A New Project
(OK, I'm going to go all Animal Planet on you here and explain about dual coated sheep now - if you don't care, skip to the end of the paragraph.) A long time ago, back when our ancestors were living in small villages, living off the land in a more simple lifestyle - without electricity or all of our modern conveniences (no, not the 1960's - earlier), each village would have some sheep. Now they would be grazed all together (it makes it easier that way), even if they had different owners. This meant that all the sheep within a certain area were the same type of sheep - you didn't have a bunch of different breeds grazing together because sheep who graze together also breed together so any differences would be pretty much bred out (I'm not saying that some sheep might not have finer or coarser coats than other sheep in the communal flock, but if we were to look at the sheep of any given area, we would define it as a breed today.) If you only had one type of sheep in your area, that type had to provide everything - meat, wool for rugs and blankets, wool for outerwear, and wool for your baby's clothes. That's a pretty steep demand for any one sheep, but if a sheep had a dual coat, it was more useful for the multipurpose function it served in the community. The coarser wool came from the outer coat, while the undercoat was much finer, and by blending the two coats together you could spin a nice medium purpose yarn. This is why the more ancient breeds of sheep have a dual coat - they served many purposes in their communities. (Merinos didn't come along until later, when Western Civilization was more "civilized" and sheep could be bred for specific traits without sacrificing the community's ability to survive.) So, since Icelandic is one of the ancient breeds (Shetland is also and if you go back far enough, they're related), it has two coats: the Tog or outercoat, and the Thel or undercoat.
This roving, while beautiful, definitely has both coats and is coarse enough to the touch that I know I won't want it next to my skin. I do think though that it will make a very nice outerwear cardi - not a cute, little, fluffy thing, but a functional, warm cardigan that should stand up to many year's worth of wear and not bat an eye. Unfortunately, 8 ounces isn't enough to make a cardi with. So I went stash diving and this is what I came up with:
On the left is a Cotswold lambswool/Alpaca blend (Whipped Cream from Nistock Farms) which is soft and will also add drape. On the right are two colors of various finewools done in batts from Spinner's Hill (as far as I know, only available at fiber shows)- these will add a little bounce and softness. I will be adding 8 ounces of the Cotswold/Alpaca and 8 ounces total of the Spinner's Hill batts to the 8 ounces of the Icelandic.* I could spin up each fiber separately and then ply them, but I don't want a ragg yarn. I've decided that I will card all three types of fiber together to make a more blended yarn. Adding the white will give the yarn a bit of a heathered look and if the yarn spins up lighter than I'm wanting, I can always overdye it with a pale blue green to darken it up a bit. I've got a sneaky suspicion though that this will work without overdying.
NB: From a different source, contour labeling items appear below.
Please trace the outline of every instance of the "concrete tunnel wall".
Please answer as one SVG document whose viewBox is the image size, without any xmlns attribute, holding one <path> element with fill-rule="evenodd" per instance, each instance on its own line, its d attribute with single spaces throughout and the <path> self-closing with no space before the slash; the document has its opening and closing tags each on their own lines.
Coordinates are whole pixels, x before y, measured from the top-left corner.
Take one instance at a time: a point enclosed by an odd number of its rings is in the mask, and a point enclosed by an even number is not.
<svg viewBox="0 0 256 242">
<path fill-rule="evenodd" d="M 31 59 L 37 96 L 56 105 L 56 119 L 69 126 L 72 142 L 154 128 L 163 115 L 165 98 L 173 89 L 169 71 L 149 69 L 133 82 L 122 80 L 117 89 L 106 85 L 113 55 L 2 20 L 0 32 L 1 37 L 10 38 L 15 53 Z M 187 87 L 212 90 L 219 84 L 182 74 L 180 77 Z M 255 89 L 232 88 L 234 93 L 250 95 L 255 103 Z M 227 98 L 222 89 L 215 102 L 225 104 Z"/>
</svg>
Clearly, I have quite a bit of blending to do before I start spinning, but I think it might be fun to blog this process (in other words, I'm dragging you guys along for the ride on this) and see if it all turns out the way I think it will.
*I read somewhere that to make a sweater with a 40 inch bust, you needed 12 ounces of yarn in a fine weight, 20 ounces of yarn in a medium weight (I assume medium weight to be worsted), and 28 ounces of yarn in a heavy weight. These weights only apply to wool, but if you look at patterns and figure out the weights of the yarns called for in a 40 inch size, this is pretty accurate. 40 inches is bigger than I usually knit for myself so by following these weights for fiber purchases, it comes out with some extra for "just in case." It's not a precise science, but this is what I use for my jumping off point when figuring out how much fiber to buy.